From what looks like a vanity production, I glean that Ms. Chang is a major pedagogue at Cleveland State University, in whose Drinko Recital Hall this program was recorded. A former pupil of luminaries Michel Beroff, Yvonne Lorod-Messiaen, and Menahem Pressler, among others, Ms. Chang can claim to have been the first Artist-in-Residence at the Kennedy Center in Washington, D.C. The liner notes proclaim their own, laudatory review, so my comments may well prove superfluous. While all sorts of people take credit for the production, I can’t find what kind of piano Ms. Chang utilized.
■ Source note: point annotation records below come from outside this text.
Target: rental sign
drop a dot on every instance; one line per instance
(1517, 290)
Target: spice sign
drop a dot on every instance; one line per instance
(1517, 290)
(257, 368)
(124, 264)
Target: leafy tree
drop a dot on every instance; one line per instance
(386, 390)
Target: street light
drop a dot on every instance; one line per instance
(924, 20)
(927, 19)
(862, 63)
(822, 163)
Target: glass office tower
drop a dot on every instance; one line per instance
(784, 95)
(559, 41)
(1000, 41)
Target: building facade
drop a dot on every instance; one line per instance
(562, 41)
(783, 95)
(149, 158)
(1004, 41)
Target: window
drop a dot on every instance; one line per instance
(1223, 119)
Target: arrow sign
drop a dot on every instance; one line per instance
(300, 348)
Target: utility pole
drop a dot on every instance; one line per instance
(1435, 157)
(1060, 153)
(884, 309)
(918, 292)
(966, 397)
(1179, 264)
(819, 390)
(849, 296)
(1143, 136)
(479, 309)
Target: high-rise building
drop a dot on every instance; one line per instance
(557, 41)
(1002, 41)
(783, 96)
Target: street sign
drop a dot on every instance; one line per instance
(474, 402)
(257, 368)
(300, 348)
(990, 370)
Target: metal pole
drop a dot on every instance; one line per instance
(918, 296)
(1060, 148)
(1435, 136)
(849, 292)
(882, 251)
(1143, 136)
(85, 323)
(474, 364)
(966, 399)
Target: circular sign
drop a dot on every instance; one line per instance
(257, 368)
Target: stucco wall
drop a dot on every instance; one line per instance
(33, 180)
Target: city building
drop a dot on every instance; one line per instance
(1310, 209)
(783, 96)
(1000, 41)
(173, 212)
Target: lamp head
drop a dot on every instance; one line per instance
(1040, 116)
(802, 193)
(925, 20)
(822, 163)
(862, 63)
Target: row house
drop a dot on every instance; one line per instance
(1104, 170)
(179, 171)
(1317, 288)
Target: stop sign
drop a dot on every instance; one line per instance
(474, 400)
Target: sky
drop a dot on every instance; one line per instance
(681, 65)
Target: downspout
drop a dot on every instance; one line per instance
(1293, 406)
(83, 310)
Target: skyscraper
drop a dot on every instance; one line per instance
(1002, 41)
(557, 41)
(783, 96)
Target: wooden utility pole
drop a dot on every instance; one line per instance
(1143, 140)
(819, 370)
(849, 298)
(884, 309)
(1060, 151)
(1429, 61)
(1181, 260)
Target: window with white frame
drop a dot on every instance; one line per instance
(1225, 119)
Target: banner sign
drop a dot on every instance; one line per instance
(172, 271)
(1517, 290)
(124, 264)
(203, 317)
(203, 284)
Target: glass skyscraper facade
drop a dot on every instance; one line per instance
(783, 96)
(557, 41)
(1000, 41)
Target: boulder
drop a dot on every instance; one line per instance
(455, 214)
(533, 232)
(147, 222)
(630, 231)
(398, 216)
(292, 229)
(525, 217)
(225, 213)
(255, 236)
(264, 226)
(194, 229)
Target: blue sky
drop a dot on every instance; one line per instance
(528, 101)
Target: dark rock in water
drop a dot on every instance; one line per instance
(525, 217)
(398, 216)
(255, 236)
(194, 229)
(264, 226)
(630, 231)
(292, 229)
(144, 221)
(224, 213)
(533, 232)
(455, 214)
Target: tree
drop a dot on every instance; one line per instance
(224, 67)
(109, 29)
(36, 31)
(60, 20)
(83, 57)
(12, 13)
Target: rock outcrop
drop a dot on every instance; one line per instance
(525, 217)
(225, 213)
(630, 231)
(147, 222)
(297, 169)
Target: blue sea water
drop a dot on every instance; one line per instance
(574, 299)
Ok, so? What I likewise glean here is an incredibly conservative (and short) set of pieces whose main object is to show off Ms. Chang’s beauty of tone and her clean articulation of
musical figures. She does have a gift for legato phrasing, and she adds a theatrical touch of drama to the characters who populate Schumann’s internal world. Perhaps I should quote the liner notes on her performance of the Liszt–were they written by one of her
pupils, hankering for an “A”? The notes tell me I should experience “sublime tranquility.” Sorry, I feel angst when ordered to emote. As for the liner notes on the Mendelssohn, they beg deeper questions of a quid pro quo I care not to divine. Musically, I might suggest that the Chopin indicates a weakness the young Cliburn had: the tendency to assign equal emotive weight to both crucial thematic passagework and to transitions, misaligning the architecture. But the writer of the notes would long ago have had me tried and convicted for aesthetic, if not amatory heresy, and thus I deign to no further pronouncements. Enjoy the music but chuck the liner notes.